Política e Resenha

ARTIGO – O Estado sitiado e a democracia sequestrada

 

 

(Padre Carlos)

 

Vocês são testemunhas — e ninguém pode negar — das denúncias contundentes que fiz contra a chacina ocorrida no Rio de Janeiro. Não hesitei em erguer a voz diante da barbárie, da brutalidade policial e da lógica cruel que transforma corpos periféricos em alvos descartáveis. Mas nunca confundam minha indignação com cumplicidade. Denunciar a violência do Estado não significa fechar os olhos para o crime organizado. Defender direitos humanos não me coloca ao lado de facções criminosas; pelo contrário, sempre lutei para que o Estado brasileiro retomasse a dignidade de governar seu próprio território, sem permitir que os fuzis privatizem a vida.

A crise da segurança pública não é mais um debate acadêmico ou ideológico — ela é um fato que esmigalha a soberania nacional. Quando auditores fiscais, técnicos de concessionárias, inspetores e agentes públicos precisam de autorização informal de criminosos para entrar em áreas controladas por facções, a ruptura institucional já aconteceu. Não se trata de exagero narrativo. É domínio territorial puro e simples. Onde o crime manda, o Estado pede licença. E quando o Estado pede licença, a democracia vira refém.

O crime organizado aprendeu a fazer política pela força. As milícias, o PCC, o Comando Vermelho e tantas outras facções operam como empresas, como governos paralelos, como sistemas de poder que cobram taxas, mantêm serviços, regulam a economia informal e controlam a circulação de pessoas. O território deixou de ser público — tornou-se propriedade privada de grupos armados. Essa violência urbana não é episódica: ela molda a vida social, a economia e até a cultura política. É impossível falar de cidadania quando um morador não pode solicitar um reparo de energia ou denunciar um furto de internet porque sabe que está pedindo para morrer.

O Estado brasileiro parece ter aceitado perder terreno. E essa é a pior das derrotas: a derrota silenciosa. A derrota que se normaliza nas manchetes, na fala dos governantes, na resignação da população. O Brasil caminha para uma geografia desigual de direitos — regiões onde a lei vale e regiões onde a lei não entra. Para alguns, existem garantias constitucionais; para outros, só resta sobrevivência. E quando a vida se reduz à sobrevivência, a democracia parou de existir.

Eu não comemoro operações espetaculares que duram dois dias e desaparecem três dias depois. Não me iludo com discursos duros que evaporam na primeira rodada de negociações políticas. O crime organizado não teme o Estado porque aprendeu que o Estado negocia. E onde o Estado negocia à sombra do fuzil, quem governa é o crime. Quem dita as regras não é o povo.

O Brasil precisa assumir a verdade incômoda: a democracia não está ameaçada apenas por fanáticos políticos ou golpistas de ocasião, mas por um poder paralelo armado que construiu raízes, logística, rotas e governança. Ceder território às facções criminosas é ceder o futuro. E não há projeto de país possível quando o mapa nacional é dividido entre zonas livres e zonas proibidas.

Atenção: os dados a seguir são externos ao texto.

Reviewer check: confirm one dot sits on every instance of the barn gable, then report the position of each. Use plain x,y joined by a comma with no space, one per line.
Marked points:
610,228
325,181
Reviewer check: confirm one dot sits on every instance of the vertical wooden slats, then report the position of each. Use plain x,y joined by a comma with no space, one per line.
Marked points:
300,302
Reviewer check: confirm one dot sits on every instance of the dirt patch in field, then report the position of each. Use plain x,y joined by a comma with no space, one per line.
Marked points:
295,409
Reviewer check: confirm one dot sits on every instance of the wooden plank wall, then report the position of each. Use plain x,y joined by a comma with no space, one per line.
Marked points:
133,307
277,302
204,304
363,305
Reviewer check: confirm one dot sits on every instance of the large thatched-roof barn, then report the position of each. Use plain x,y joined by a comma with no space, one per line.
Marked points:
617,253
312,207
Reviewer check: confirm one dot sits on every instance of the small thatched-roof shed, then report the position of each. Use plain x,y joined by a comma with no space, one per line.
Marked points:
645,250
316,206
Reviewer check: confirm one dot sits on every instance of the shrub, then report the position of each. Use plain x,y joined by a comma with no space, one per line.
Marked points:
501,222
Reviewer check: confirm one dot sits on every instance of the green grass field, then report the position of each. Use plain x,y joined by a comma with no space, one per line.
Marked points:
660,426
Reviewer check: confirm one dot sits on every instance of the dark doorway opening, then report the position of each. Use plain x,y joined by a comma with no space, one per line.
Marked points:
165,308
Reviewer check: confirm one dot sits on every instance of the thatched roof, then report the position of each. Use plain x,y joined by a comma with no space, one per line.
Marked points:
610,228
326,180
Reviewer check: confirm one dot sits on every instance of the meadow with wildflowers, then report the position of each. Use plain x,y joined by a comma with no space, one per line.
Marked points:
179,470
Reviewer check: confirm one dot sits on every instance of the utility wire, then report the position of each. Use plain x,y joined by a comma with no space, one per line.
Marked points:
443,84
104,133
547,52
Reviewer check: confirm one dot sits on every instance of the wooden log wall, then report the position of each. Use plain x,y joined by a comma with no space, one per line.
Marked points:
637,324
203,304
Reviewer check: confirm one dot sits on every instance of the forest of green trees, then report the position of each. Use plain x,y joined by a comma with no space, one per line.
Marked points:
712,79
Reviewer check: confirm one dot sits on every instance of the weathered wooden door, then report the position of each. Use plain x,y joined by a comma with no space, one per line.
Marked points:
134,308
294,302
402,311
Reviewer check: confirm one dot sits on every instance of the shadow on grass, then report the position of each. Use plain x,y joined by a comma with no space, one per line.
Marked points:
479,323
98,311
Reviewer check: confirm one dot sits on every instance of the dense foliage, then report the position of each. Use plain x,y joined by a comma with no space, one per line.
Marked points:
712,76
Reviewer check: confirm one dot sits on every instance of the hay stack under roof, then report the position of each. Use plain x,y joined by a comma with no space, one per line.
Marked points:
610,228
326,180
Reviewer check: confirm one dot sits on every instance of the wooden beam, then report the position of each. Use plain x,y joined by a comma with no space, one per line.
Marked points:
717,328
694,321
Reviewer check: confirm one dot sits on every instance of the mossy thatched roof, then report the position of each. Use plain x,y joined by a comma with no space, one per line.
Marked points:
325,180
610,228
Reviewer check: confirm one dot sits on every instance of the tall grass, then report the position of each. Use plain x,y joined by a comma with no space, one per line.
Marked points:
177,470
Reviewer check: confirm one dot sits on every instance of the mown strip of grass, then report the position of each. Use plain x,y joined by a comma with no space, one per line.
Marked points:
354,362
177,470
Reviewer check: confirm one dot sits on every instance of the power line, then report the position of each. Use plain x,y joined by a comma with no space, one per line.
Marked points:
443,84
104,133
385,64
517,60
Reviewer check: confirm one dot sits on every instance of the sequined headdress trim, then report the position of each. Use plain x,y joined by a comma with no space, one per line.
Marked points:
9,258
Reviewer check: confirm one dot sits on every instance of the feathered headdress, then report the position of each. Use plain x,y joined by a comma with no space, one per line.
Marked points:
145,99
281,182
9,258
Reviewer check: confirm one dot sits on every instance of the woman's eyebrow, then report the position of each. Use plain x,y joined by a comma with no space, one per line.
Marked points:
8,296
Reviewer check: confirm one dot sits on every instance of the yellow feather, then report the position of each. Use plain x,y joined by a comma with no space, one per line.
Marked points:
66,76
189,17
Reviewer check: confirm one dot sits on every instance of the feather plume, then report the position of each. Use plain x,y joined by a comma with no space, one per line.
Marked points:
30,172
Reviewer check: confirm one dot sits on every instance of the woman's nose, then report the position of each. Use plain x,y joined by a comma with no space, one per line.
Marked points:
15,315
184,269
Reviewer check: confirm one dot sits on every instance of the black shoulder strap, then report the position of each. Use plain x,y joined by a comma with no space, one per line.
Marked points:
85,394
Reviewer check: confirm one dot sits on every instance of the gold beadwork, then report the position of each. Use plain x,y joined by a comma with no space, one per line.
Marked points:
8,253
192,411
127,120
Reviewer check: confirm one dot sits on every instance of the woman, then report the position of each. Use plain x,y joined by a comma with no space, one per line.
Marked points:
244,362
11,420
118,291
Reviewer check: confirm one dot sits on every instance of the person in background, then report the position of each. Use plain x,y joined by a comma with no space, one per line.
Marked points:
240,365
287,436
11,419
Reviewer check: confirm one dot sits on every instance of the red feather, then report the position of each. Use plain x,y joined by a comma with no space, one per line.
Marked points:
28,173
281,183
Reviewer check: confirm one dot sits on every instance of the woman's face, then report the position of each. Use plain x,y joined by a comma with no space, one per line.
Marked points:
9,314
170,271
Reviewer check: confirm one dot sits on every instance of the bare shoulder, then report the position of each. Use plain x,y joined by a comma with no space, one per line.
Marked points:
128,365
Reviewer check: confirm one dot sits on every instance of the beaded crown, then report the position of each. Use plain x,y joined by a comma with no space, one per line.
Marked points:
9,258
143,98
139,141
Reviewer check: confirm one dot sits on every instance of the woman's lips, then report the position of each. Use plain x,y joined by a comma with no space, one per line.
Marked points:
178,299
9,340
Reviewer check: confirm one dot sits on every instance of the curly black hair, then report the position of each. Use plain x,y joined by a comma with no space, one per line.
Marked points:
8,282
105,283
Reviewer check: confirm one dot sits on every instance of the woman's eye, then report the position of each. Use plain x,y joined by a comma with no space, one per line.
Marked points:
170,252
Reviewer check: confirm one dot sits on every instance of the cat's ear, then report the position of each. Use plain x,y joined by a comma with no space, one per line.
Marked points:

Eu denunciei a chacina porque me recuso a aceitar que o Estado mate para se afirmar. Mas também denuncio, com a mesma força, quando o Estado se rende para sobreviver. A violência de cima e a violência de baixo não se anulam — ambas destroem. Ambas sangram o povo. Ambas corroem a democracia.

Se o Brasil não recuperar seus territórios, seus bairros, seus becos, suas fronteiras, suas vielas, suas montanhas, seus rios e suas comunidades, não recuperará sua própria alma. Um país que tem medo de entrar no próprio país está morrendo de dentro para fora.

O crime organizado cresce quando o Estado recua.
A democracia cai quando o crime governa.
E nós — se ficarmos calados — teremos feito parte da derrota.